# How far are you traveling to get to memory lane?



## ratrodz (May 2, 2021)

Just curious on where some folks attending memory lane are coming from? Albuquerque NM here!!


----------



## bicycle larry (May 2, 2021)

5 HOURS WOODSTOCK ONTARIO CANADA  . BORDERS CLOSED !!!  FROM BICYCLE LARRY


----------



## HEMI426 (May 2, 2021)

Never been there, where is it?


----------



## catfish (May 2, 2021)

About 900 miles each way.


----------



## John Gailey (May 2, 2021)

You may hear some crazy numbers on this thread.  I'm only a buck 67.


----------



## ricobike (May 2, 2021)

270 miles.  Coming from north burbs of Chicago.


----------



## John G04 (May 2, 2021)

8 hours from bethlehem pa


----------



## szathmarig (May 2, 2021)

From Washington DC


----------



## ratrodz (May 2, 2021)

1493.6 miles coming back! 22hours. We are detouring to check some stuff out on the way there!!


----------



## Glenn Rhein (May 2, 2021)

650 miles from NY


----------



## onecatahula (May 2, 2021)

10 hours, from Georgia


----------



## 1817cent (May 2, 2021)

2300 miles from Ellensburg WA!


----------



## RUDY CONTRATTI (May 2, 2021)

*Only Bout 10 feet,from my bedroom to the Computer,,to look at all the photos,that everyone will post SAFE TRAVELS TO ALL ON THE ROAD!!!*


----------



## phantom (May 2, 2021)

If anyone drives by a Stuckey's get me a Pecan Log.


----------



## New Mexico Brant (May 2, 2021)

1484 miles drive one way from Santa Fe.


----------



## Oldbikes (May 2, 2021)

About 300 miles, from da west burbs of Chicago...


----------



## schwinnguyinohio (May 3, 2021)

I guess I’m fortunate that it’s only a 167 for me


----------



## bashton (May 3, 2021)

3 hours away in Michigan.

Bashton


----------



## Spacecowboy (May 3, 2021)

15-20


----------



## 52Ford (May 3, 2021)

1282 miles from North Dakota.


----------



## New Mexico Brant (May 4, 2021)

1061 miles to go!!  Yay!


----------



## crazyhawk (May 4, 2021)

It's about 45 minutes from my house.  ML is the reason I'm in the hobby.  I stumbled upon the meet in Grand Rapids when my wife and I were having lunch.  I saw a truck with old bikes and I asked him questions and he told me about the meet.  Little did I know that I had just fallen into the best bike swap in the world!


----------



## Freqman1 (May 4, 2021)

New Mexico Brant said:


> 1061 miles to go!!  Yay!



Are we there yet?


----------



## Flat Tire (May 4, 2021)

166 from southern Ohio, be there tomorrow,,!!!


----------



## jungleterry (May 4, 2021)

3 hour drive from ashtabula Ohio


----------



## Phase3 (May 4, 2021)

609mi from Long Island NY


----------



## Puruconm (May 4, 2021)

556 miles one way


----------



## John G04 (May 4, 2021)

Tomorrow is the mass migration of cabers to ohio!

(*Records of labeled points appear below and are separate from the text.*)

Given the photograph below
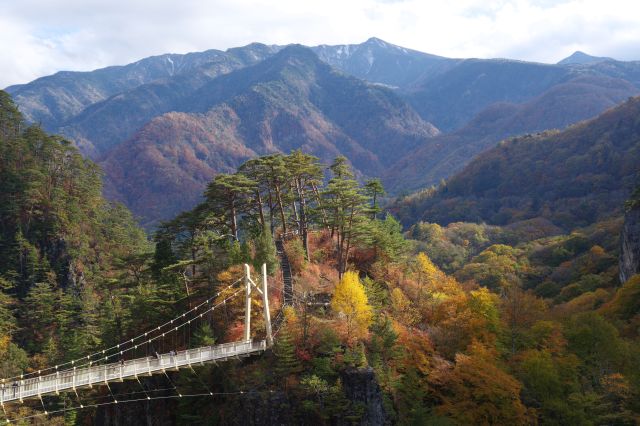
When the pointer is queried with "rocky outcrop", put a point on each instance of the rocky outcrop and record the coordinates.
(360, 385)
(630, 244)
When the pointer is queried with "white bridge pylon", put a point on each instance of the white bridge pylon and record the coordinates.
(71, 379)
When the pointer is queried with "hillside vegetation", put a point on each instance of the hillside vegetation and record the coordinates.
(572, 178)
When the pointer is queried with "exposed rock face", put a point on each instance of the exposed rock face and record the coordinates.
(630, 245)
(360, 385)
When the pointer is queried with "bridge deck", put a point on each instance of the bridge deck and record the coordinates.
(116, 372)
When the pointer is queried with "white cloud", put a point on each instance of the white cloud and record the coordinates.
(40, 38)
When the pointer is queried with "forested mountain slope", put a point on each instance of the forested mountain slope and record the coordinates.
(290, 101)
(574, 177)
(221, 107)
(578, 99)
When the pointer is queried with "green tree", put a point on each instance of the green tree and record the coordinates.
(374, 189)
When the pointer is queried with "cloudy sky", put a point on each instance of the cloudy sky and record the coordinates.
(40, 37)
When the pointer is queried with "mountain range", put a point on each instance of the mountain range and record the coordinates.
(574, 177)
(163, 126)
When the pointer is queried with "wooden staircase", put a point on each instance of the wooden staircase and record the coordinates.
(286, 273)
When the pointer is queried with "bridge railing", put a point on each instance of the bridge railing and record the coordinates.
(104, 373)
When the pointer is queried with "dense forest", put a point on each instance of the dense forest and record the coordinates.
(521, 323)
(573, 177)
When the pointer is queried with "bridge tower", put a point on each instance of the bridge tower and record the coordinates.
(249, 283)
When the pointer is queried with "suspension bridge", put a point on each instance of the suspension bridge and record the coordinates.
(109, 365)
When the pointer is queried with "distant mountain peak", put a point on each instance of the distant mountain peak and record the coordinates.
(581, 58)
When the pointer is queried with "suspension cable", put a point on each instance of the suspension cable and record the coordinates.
(117, 347)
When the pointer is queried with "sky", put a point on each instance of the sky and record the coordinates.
(41, 37)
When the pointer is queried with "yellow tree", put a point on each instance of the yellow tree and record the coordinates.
(350, 301)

See you all there thursday


----------



## Tim s (May 4, 2021)

515 miles from Maryland. Tim


----------



## gorace38 (May 4, 2021)

3 1/2 hours southern indiana. be in late wed. evening. ready to roll thursday morn.


----------



## New Mexico Brant (May 4, 2021)

Freqman1 said:


> Are we there yet?



Nope, I just made it to a little North of Indianapolis today; only 196 more miles to go in the morning.


----------



## GTs58 (May 4, 2021)

New Mexico Brant said:


> Nope, I just made it to a little North of Indianapolis today; only 196 more miles to go in the morning.




If you wouldn't have stopped to play in the mud you would of been there hours ago.


----------



## Phase3 (May 4, 2021)

Glenn, which part on NY are you coming from?


----------



## Tom Hudak (May 8, 2021)

2 hours,  Broadview Height, Ohio


----------



## barneyguey (May 8, 2021)

I flew from Spokane Washington to Greenville South Carolina, Which is 2455 miles. Then I rode with Pete from Hartwell Georgia to Perrysberg Ohio, which is 673 miles.

 I sure enjoyed meeting everybody and putting their faces to their names. Everybody was very friendly and I had lots of fun. 

I want to thank Pete for putting up with me and being a great host. I also have to thank Buddy for the great company. He sure is a nice doggy. Barry


----------